Muchas veces sus reacciones
son extremas y van desde la violencia física o verbal, a cerrarse por completo;
es decir, en algunos momentos se van y dejan
hablando solos a sus padres o se quedan callados. Esto es conocido como pelear
o escapar, lo cual es una respuesta natural al peligro.
Pero esto no le ocurre solo a nuestros hijos, sino también
a nosotros los padres. Podemos notar que al enfrentar situaciones
difíciles nos encontramos con las únicas
herramientas que poseemos y son ellas: Responder con violencia y manipulación
con actitudes como castigos, gritos, enojos, recompensas, o con silencio e
indiferencia.
Parecemos unas personas
fuera de casa –donde se aplica todo el intelecto- pero otros al interior del
hogar, donde se presenta una fuerte conexión con las emociones. Esto deriva en querer pasar la menor cantidad de tiempo en
casa, a veces.
Para que el proceso de aprendizaje
se dé, la persona necesita sentirse segura y amada incondicionalmente. Si cuando
se es pequeño, se recibe un grito, un castigo o la indiferencia esto es
asociado por el niño como falta de amor, por lo tanto, se querrá posteriormente
recuperarlo a como de lugar.
Lo anterior porque para el
infante, el amor incondicional de la madre y el padre es fundamental para su
supervivencia. Un proceso que debe darse
al interior: autoanálisis y reconocimiento, se externalizó y se perdió. Lo
ejemplificaremos para que se entienda mejor.
Un niño golpea a otro niño
y como consecuencia su madre le castiga.
El niño lo asocia con falta de afecto, entonces él hará y dirá lo que sea para
que su mamá vuelva a quererle; por eso si ella le dice: No quiero que vuelvas a
golpear a Juanito, él responderá:
Si mamá, no lo haré nunca más.
Posiblemente Juanito lo dejará de hacer por un tiempo, pero cuando tenga un nuevo conflicto, el golpe reaparecerá
y con ello la culpa de no saber por qué lo hace y de no poder controlarlo.
Esta misma situación puede ocurrir
de la siguiente forma: El niño golpea a su amigo. Un adulto maduro y mesurado
lo ve y piensa: “Este es un niño que aún está en la etapa en que expresa sus
emociones a nivel físico porque aún no aprende a hacerlo de otra forma”
entonces trabajará en darle herramientas.
Este adulto lo llevará a un espacio más tranquilo, lo que
permitirá que se calme e impedirá que siga golpeando a otros. La calma del
adulto regulará la del niño y cuando éste se sienta a salvo nuevamente el
adulto le hará preguntas y le ayudará a responderlas.
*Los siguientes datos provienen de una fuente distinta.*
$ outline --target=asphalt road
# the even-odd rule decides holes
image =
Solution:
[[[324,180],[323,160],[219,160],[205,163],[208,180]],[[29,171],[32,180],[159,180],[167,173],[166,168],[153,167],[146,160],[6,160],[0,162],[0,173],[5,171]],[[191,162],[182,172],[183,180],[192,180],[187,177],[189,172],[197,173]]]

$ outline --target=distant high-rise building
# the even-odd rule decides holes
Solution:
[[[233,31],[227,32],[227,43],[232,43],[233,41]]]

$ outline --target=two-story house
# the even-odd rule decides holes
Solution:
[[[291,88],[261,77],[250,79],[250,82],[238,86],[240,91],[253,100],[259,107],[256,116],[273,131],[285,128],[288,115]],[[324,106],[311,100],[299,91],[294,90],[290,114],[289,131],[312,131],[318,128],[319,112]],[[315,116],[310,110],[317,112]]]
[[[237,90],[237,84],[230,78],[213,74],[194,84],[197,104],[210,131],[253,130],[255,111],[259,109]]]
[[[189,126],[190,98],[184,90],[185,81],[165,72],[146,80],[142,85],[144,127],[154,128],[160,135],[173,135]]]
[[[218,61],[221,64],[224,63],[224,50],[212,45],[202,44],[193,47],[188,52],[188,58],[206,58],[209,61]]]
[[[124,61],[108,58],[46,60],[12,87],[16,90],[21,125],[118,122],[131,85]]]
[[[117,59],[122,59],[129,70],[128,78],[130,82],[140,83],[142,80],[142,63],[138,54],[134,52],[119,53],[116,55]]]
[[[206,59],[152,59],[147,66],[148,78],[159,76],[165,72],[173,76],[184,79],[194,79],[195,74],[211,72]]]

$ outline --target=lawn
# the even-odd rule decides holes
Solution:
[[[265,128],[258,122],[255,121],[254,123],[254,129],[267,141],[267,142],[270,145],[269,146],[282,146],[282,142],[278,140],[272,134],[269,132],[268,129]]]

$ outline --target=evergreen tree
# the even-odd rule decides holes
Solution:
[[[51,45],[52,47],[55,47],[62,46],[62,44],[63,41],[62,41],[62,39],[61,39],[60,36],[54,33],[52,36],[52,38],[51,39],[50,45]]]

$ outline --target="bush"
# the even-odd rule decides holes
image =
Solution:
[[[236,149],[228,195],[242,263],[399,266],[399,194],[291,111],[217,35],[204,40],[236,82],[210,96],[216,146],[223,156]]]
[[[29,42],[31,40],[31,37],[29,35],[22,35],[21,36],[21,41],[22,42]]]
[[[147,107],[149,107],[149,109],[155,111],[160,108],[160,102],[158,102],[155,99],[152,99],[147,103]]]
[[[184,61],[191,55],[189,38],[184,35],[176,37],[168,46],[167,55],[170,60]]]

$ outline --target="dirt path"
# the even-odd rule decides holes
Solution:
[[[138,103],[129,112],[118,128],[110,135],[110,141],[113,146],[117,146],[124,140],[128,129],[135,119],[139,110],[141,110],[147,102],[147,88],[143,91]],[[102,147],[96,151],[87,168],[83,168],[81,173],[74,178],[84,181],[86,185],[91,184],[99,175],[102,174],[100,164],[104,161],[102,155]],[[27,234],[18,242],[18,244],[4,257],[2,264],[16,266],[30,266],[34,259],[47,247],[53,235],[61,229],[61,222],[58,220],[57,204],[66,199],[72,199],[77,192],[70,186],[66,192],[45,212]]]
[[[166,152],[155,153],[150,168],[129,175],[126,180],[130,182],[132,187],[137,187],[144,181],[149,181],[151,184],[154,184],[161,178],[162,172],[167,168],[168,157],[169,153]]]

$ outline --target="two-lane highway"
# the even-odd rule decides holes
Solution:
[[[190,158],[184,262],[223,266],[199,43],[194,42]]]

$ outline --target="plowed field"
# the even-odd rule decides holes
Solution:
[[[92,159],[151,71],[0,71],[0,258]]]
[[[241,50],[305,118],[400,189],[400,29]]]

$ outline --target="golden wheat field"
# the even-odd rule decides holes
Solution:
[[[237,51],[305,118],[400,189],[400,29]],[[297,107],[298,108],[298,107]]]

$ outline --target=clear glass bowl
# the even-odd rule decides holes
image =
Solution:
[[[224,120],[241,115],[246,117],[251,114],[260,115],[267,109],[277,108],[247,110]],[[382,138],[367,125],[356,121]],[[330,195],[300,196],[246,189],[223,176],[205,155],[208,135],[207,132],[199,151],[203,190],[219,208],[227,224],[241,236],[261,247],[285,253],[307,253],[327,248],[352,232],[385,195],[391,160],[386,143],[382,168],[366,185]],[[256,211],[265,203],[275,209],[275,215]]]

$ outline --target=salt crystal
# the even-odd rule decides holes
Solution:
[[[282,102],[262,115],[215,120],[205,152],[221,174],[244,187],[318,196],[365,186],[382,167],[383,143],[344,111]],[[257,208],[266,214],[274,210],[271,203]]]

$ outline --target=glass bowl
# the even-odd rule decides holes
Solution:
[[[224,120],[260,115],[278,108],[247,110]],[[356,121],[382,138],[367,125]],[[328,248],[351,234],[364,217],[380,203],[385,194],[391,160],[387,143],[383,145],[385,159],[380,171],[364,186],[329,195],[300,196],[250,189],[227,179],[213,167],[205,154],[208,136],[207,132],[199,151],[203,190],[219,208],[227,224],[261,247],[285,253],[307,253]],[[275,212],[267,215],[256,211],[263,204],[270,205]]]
Como consecuencia le ayudará a entender por
qué golpeó a su amigo. Cabe señalar que ninguna persona alterada no importando
la edad, puede prestar atención a lo que otro dice.
Una vez esa persona mayor le ayude al niño a encontrar la respuesta le guiará a atender lo
triste que se siente hacer daño. Además
le dará algunas opciones de qué hacer cuando vuelva a sentir lo mismo que
experimentó antes de golpear tal vez, latidos rápidos del corazón, nudo en la
garganta, estómago apretad, entre otros.
Además de buscar a un adulto para que le ayude, otras opciones pueden
ser golpear alguna cosa que tenga cerca para sacar su frustración, por ejemplo.
La rabia no se va por arte de magia, sino que necesita ser desahogada por algún
medio.
Comprender que nuestra
falta de herramientas proviene de la escasa guía que recibimos en nuestro
desarrollo, nos puede ayudar a ver a los
hijos con la compasión que nosotros mismos necesitábamos en ese entonces. Esto nos llevará a trabajar para convertirnos
en los padres maduros que hubiésemos soñado tener, y de paso romperemos la
pesada cadena de desconocimiento que arrastramos.